Die rotgrüne Politik hat hier wieder mal eine Zeitbombe installiert. Solange die Urheber dieses Gesetzes regieren, passiert nicht viel, so das Kalkül. Die nächste Generation kann sich mit dem Gesetzeswerk dann rumärgern. So machten Bundeskanzler Schröder und sein Sozius Joschka Fischer am 1. Januar 2005 Politik auf Kosten der Jüngeren. Elf Monate später waren sie abgewählt.

Schlau ausbaldowert, das Ganze, weil es jedes Jahr nur einzelne Rentner betrifft, und nicht alle zusammen. So rupft man die Gans, ohne daß sie schreit! Frau Dr. Merkel regierte mit Vizekanzler Franz Müntefering (SPD) ab Ende 2005 weiter und das sogenannte Alterseinkünftegesetz der Vorgänger blieb in Kraft. Wie Frau Dr. Merkel ja auch an Hartz IV festhielt, obwohl die CDU als Opposition dagegen pflichtgemäß opponiert hatte.

Jeder zweite Rentner hat sich sein Leben lang nicht ernsthaft mit Steuern beschäftigen müssen. Für viele Leute wird vom Arbeitgeber die Lohnsteuer runtergezogen (in der Finanzsprache: abgeführt) und dann muß man sich nur noch um die Fahrten zwischen Wohnung und Arbeitsstätte und um Verpflegungsmehraufwendungen kümmern. Das wars.

Mit 66 soll Hans lernen, was Hänschen nie brauchte: Sich mit einer Steuererklärung rumplagen. Plötzlich muß man anfangen Rechnungen über Gesundheitskosten zu sammeln, um das ggf. als außergewöhnliche Belastung abzusetzen. Dann gibt es noch absetzbare Versicherungsbeiträge und einen höchst unübersichtlichen Altersentlastungsbetrag nach § 24 Einkommenssteuergesetz.

Bis 65 hat man Rechnungen zwei Wochen auf dem Küchenschrank liegen gehabt und dann hat die Frau aufgeräumt und sie weggeschmissen. Damit ist es vorbei, eine Buchhaltung ist erforderlich, um den Steuerberater am Jahresende zu beliefern. Und dem werden die Rentner ausgeliefert sein, wenn sie nicht Vorkenntnisse mitbringen.

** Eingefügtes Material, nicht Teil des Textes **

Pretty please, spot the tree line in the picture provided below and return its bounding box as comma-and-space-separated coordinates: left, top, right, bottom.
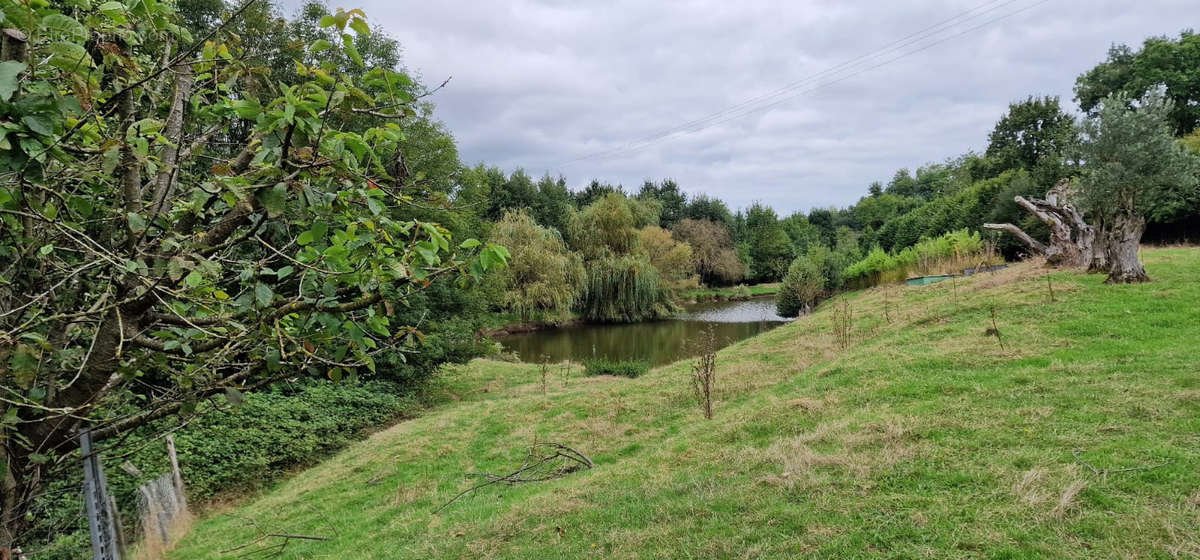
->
0, 0, 1200, 550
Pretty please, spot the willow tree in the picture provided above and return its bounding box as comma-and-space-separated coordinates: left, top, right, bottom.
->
637, 225, 697, 290
491, 211, 583, 320
0, 0, 506, 555
576, 254, 676, 323
671, 218, 746, 285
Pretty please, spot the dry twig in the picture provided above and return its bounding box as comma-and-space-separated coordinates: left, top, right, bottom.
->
433, 442, 595, 513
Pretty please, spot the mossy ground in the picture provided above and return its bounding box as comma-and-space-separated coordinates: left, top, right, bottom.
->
172, 248, 1200, 559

Zu den 90jährigen werden Steuerberater zum Hausbesuch kommen, wie das bei Friseuren, Pflegediensten und Fußpflegern auch schon der Fall ist. Das ist schon wieder ein teurer Service, wo mit dem Schinken nach der Wurst geworfen wird. Ein Steuerberaterhonorar beträgt um die 500 €, die abzuführende Steuer wird dazu in vielen Fällen im krassen Mißverhältnis stehen. Und weiß ein 80jähriger überhaupt, was er zum Schluß unterschreibt? In der Regel: Nein! Und werden schwarze Schafe die Hilflosigkeit der Alten ausnutzen? Bestimmt!

Eigentlich kann die Rentenbürokratie selbst ausrechnen, ob eine Steuerpflicht besteht und die Besteuerung selbst vornehmen. Der Arbeitgeber macht das doch auch! Wozu schicke ich den Leutchen Geld, wenn ich es gleich zurückhaben will?

Ein unbürokratischer Umgang mit dem Bürger ist angesagt: Der Professor für Volkswirtschaftslehre und Finanzwissenschaft Jörg Meuthen hat es am Wochenende auf dem AfD-Parteitag gesagt: „Unser Parteiprogramm ist ein Fahrplan in ein anderes Deutschland. Das stimmt. Und zwar in ein Deutschland weg vom links-rot-grün verseuchten 68er-Deutschland, von dem wir die Nase voll haben.“

Zu diesem rotgrünen 68er-Deutschland gehört die Rentenbesteuerung Hundertjähriger. Die muß eigentlich weg, einfach weil sehr alte Leute keinen Streß mehr brauchen.